Foam Cells: Derived from blood monocytes and tissue macrophages. Large lipid laden cells.
Macrophages release growth factors and cytokines causing migration of leucocytes and proliferation of smooth muscle cells. T lymphocytes and macrophages mediate chronic inflammation and deposition of extracellular matrix that is the characteristic feature of late atheromatous plaque.
ROLE OF LIPIDS Mechanism of hyperlipidemia causing atherosclerosis: Chronic hypercholesterolemia causes endothelial dysfunction by increased production of oxygen free radicals that deactivate NO, endothelial relaxing factor. Accumulated lipid is oxidized and ingested by macrophages that increase the monocyte accumulation, stimulate CK and GF that are toxic for endothelial cells and ECM.

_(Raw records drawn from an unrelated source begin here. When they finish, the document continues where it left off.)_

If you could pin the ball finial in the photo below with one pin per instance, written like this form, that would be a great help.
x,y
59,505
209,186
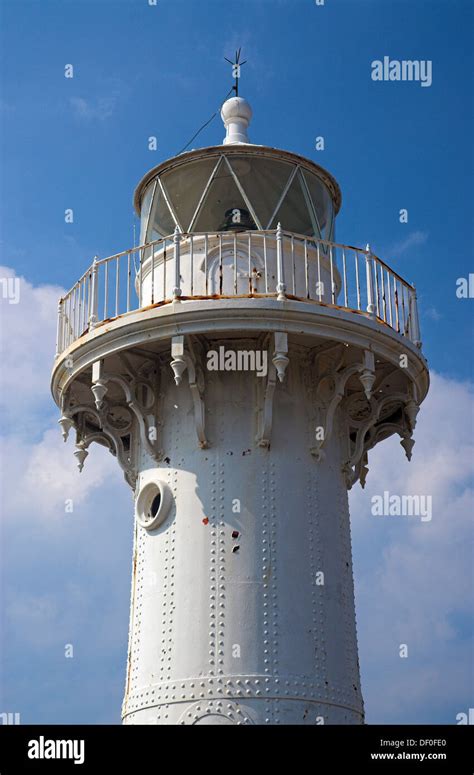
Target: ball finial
x,y
236,114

ROLE OF LIPIDS Dyslipoproteinemias result from either Mutation that yield defective apolipoprotein Other disorders like nephrotic syndrome, alcoholism, hypothyroidism or diabetes mellitus. Abnormal lipoprotein patterns are increased LDL cholesterol, decreased HDL cholesterol and increased abnormal Lp(a).

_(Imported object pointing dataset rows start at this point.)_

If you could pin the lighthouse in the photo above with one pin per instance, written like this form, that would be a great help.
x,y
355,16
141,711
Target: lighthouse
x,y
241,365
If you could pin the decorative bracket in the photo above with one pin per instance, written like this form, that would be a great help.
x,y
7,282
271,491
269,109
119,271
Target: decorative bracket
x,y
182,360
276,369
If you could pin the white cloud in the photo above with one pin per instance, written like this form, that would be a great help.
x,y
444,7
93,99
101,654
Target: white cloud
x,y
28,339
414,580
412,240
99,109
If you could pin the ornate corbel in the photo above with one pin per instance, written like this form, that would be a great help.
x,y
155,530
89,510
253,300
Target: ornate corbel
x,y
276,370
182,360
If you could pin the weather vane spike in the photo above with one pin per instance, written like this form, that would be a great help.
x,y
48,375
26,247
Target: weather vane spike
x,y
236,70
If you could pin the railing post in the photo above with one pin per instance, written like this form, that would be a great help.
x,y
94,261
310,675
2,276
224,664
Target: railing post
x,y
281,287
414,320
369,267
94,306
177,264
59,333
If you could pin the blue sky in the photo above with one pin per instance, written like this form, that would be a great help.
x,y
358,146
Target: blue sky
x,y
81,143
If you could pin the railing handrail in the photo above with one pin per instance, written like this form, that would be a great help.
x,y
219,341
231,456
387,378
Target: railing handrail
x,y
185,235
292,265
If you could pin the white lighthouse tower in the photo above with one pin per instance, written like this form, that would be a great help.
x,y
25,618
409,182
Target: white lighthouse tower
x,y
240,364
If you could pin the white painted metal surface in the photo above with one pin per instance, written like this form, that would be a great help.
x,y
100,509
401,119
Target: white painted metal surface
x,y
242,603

Role of Smooth Muscle Cells Smooth muscle cells migrate from media to intima, proliferate, deposit extracellular matrix and convert fatty streak into a atheromatous plaque. Growth factors that are responsible for smooth muscle cell proliferation are PDGF, FGF and TGF. Other Factors Oligoclonal lesions: Equivalent to benign neoplasm induced by exogenous chemical or oncogenic viruses. Infection: Chlamydia pneumoniae and cytomegalovirus. Potentiate chronic inflammatory response and hypercholesterolemia.
Complication of Atheromatous Plaque: Rupture, ulceration and erosion: Exposes the highly thrombogenic substances leading to thrombus formation. Atheroemboli: Also called as cholesterol emboli. Discharge of fat debris into the circulation after the rupture of the plaque.
Hemorrhage into the plaque: Rupture of fibrous cap or blood vessels; hematoma. Thrombosis: Most dreaded complication. On a disrupted lesion. Aneurysm formation: Due to atrophy of media and loss of elastic fibers; wall weakening and permanent dilatation.
Major Consequences: Myocardial infarction. Cerebrovascular accidents (stroke). Aortic aneurysm. Lower limb gangrene. Mesenteric occlusion
Clinical Effects Aneurysm and rupture due to weakening of the media. Occlusion due to thrombosis. Critical stenosis leading to ischemia and infarction of the affected tissue or organ.
Prevention By risk factor modification. Primary prevention: Aimed to delay the atheroma formation or regressing the established lesions in patients who never suffered serious complications. Secondary prevention: Aimed to prevent the recurrence of complications of atherosclerosis like MI. cessation of cigarette smoking. Control of hypertension. Weight reduction. Increasing exercise. Moderate alcohol consumption. Lowering total and LDL cholesterol and increasing HDL cholesterol.